Coscienza di conquistare e necessità di raccontare: «Per la stessa ragione – continua Jouty – il racconto alpinistico stenta a uscire dal realismo. In realtà il racconto alpinistico è parente stretto della pornografia: vi si trova, anche se in misura diversa, lo stesso desiderio di aderire alla realtà e la poca cura per lo stile e per l’opera. Che sia bene o mal scritto, il racconto ha lo stesso valore poiché il suo effetto non è propriamente letterario ma è prodotto dall’identificazione del lettore alla situazione descritta.
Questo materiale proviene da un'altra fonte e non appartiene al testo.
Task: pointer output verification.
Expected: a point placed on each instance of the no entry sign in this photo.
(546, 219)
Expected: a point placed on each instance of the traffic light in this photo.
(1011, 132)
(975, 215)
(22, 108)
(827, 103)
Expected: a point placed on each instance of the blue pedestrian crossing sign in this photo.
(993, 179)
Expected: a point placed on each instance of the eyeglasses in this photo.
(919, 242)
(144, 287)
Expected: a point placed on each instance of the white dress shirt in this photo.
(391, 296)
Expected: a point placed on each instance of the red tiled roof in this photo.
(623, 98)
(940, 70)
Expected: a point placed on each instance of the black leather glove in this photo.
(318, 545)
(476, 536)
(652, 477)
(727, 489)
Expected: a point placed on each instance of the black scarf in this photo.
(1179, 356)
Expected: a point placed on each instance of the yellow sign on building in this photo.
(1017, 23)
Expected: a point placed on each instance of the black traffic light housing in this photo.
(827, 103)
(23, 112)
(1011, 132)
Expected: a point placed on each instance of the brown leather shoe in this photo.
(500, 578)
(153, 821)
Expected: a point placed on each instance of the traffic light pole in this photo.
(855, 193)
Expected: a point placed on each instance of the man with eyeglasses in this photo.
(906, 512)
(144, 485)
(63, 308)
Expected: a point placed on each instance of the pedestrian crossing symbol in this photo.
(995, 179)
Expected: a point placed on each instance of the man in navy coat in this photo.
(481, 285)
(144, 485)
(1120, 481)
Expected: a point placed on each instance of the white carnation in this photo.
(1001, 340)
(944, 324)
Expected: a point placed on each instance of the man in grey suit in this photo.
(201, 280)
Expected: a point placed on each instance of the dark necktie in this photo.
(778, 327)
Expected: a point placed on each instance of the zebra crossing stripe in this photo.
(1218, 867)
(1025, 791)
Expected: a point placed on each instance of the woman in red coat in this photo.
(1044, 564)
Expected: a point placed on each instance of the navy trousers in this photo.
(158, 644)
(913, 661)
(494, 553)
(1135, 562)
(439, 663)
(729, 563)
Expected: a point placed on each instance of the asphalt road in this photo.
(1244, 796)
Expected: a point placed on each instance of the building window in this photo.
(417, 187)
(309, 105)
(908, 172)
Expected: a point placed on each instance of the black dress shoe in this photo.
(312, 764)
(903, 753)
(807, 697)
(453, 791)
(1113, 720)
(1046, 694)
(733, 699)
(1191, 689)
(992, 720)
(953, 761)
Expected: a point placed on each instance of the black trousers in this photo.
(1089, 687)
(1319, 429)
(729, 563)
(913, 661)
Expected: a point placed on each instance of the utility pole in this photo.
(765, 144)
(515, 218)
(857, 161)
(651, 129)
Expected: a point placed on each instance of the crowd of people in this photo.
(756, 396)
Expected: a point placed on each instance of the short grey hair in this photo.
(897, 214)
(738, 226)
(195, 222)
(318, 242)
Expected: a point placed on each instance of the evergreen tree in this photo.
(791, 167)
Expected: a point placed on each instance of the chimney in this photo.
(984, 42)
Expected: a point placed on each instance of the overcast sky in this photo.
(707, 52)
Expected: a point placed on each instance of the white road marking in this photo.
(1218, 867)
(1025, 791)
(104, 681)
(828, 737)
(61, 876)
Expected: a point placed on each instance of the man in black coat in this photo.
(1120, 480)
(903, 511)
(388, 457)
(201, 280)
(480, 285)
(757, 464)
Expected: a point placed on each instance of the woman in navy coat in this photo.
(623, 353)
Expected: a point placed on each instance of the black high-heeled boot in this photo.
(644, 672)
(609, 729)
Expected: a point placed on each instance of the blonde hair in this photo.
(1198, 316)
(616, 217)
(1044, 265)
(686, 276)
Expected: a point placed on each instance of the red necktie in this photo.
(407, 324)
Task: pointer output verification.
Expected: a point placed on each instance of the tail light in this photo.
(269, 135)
La descrizione, iperrealista, funziona solo operando una scelta stretta, monotona e ripetitiva delle situazioni possibili». Come nella pornografia, appunto.
Questa povertà espressiva è controbilanciata, ma non risolta, dal sentimento romantico, idealista, talvolta eroico e altre volte visionario, che pervade tutta la letteratura di genere e si dispiega in un continuo balletto di compensazioni tra la “volgarità” del gesto e la sublimazione dell’esperienza: da un lato spiego al lettore – iniziato come me al gioco dell’arrampicata – che cosa fa il mio corpo per superare le difficoltà, arto dopo arto, movimento su movimento, dall’altro sublimo i gesti grossolani del corpo con gli slanci dello spirito, proiettato verso il sogno, la visione, la vetta. Questo doppio, si badi bene, è vitale e irrinunciabile, perché se manca il corpo (Petrarca, Rousseau, Ruskin, oppure il Buzzati del “Barnabo delle montagne”) non è alpinismo, ma se manca lo spirito non c’è letteratura.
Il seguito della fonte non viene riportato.